- Born: Megan Khung Yu Wai 4 October 2015 Singapore
- Died: 21 February 2020 (aged 4) Lim Ah Woo Road, Paya Lebar, Singapore
- Cause of death: Murdered
- Known for: Murder victim
- Parent(s): Simon Khung (father), Foo Li Ping (mother)

= Killing of Megan Khung =

2020 case of a young girl in Singapore

Megan Khung Yu Wai (4 October 2015 – 21 February 2020) was a four-year-old Singaporean girl who was killed by her mother Foo Li Ping (alias Chloe Foo) and her mother's boyfriend Brian Wong Shi Xiang in February 2020. Three months after her death, Khung's body was burned to ashes by the couple, who enlisted the help of Nouvelle Chua Ruo Shi to assist them in disposing of the corpse.

Khung's death went unnoticed until five months later, when the Singapore Police Force received two separate police reports from Khung's maternal grandmother and biological father on 20 July 2020. The police arrested all three suspects within a week; on 25 July 2020, both Foo and Wong were charged with murder, while Chua was charged for disposal of the girl's corpse.

In 2025, both Wong and Foo pleaded guilty to charges in relation to the homicide and abuse of Khung; Foo was sentenced to 19 years' jail while Wong was given 30 years' jail with 17 strokes of the cane.
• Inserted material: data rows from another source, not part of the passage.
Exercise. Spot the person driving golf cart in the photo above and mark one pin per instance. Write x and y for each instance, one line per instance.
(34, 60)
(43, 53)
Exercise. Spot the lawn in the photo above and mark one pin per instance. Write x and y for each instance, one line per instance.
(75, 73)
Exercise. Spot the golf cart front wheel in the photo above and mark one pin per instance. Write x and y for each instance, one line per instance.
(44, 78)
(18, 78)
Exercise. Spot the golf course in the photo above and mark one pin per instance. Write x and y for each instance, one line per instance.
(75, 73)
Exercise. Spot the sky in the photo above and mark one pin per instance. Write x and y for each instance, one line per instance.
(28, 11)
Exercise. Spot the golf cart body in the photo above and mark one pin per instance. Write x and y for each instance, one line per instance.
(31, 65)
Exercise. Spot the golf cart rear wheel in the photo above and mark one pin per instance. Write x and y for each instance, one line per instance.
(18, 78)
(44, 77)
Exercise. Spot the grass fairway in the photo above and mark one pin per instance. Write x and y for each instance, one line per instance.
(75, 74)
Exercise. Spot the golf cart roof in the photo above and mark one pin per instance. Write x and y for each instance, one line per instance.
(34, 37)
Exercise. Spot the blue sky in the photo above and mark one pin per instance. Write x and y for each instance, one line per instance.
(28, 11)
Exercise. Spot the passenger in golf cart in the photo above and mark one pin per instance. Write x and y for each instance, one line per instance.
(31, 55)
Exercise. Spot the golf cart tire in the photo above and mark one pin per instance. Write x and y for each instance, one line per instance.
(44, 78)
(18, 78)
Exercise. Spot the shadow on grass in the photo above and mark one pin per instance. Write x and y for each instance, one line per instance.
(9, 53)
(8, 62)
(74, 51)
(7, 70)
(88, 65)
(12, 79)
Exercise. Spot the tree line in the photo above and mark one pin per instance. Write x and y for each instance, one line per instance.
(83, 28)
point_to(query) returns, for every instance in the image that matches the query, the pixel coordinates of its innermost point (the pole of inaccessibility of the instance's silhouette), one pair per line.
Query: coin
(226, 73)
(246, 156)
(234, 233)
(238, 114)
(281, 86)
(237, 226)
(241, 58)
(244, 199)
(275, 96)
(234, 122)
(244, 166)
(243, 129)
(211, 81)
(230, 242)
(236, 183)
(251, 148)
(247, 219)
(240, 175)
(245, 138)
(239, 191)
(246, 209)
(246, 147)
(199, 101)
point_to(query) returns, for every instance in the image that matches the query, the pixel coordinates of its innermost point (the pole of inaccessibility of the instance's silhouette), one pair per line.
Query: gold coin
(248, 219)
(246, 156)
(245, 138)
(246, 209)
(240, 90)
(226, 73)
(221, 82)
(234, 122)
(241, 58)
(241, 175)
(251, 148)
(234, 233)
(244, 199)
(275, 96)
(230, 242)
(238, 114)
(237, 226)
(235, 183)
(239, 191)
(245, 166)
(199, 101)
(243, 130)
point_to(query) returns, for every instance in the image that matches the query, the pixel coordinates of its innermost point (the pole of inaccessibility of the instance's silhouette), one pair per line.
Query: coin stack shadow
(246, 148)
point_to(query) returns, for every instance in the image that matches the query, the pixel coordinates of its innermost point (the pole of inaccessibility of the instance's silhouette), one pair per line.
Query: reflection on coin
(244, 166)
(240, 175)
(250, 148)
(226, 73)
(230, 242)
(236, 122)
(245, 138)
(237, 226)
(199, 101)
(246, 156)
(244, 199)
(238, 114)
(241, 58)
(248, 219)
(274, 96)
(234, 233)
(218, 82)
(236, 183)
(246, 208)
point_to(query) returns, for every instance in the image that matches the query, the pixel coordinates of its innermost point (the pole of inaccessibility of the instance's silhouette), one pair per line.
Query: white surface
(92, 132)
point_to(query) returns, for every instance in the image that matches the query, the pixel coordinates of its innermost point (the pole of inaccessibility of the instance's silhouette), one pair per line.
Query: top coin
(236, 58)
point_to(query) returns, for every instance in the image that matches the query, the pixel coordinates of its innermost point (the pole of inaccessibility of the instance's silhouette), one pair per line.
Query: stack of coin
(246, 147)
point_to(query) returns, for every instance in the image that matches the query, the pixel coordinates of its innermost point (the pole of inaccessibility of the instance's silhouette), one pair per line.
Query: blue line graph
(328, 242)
As of April 2025, Chua was pending trial for helping to dispose of Khung's corpse.

==Background==
===Birth and early life===
In her subsequent mitigation plea, Foo Li Ping stated that she started dating Simon Khung Wei Nan (Simonboy) when she was 18 and he was 29, and both were using drugs during the relationship. When Foo discovered she was pregnant with Megan Khung, they decided to get married. Foo alleged that Simon Khung was abusive towards her during the relationship and subsequent marriage, as well as towards Megan after she was born in Singapore on 4 October 2015. Simon, who had an older brother, had gone to prison thrice from 2015 to 2019 for drug consumption. When Megan was about eighteen or nineteen months old, her parents, who were married on 12 May 2015, divorced; they had been married for over a year. Simon was formerly married with another woman and had one son, born in 2012; that marriage ended in divorce in 2012.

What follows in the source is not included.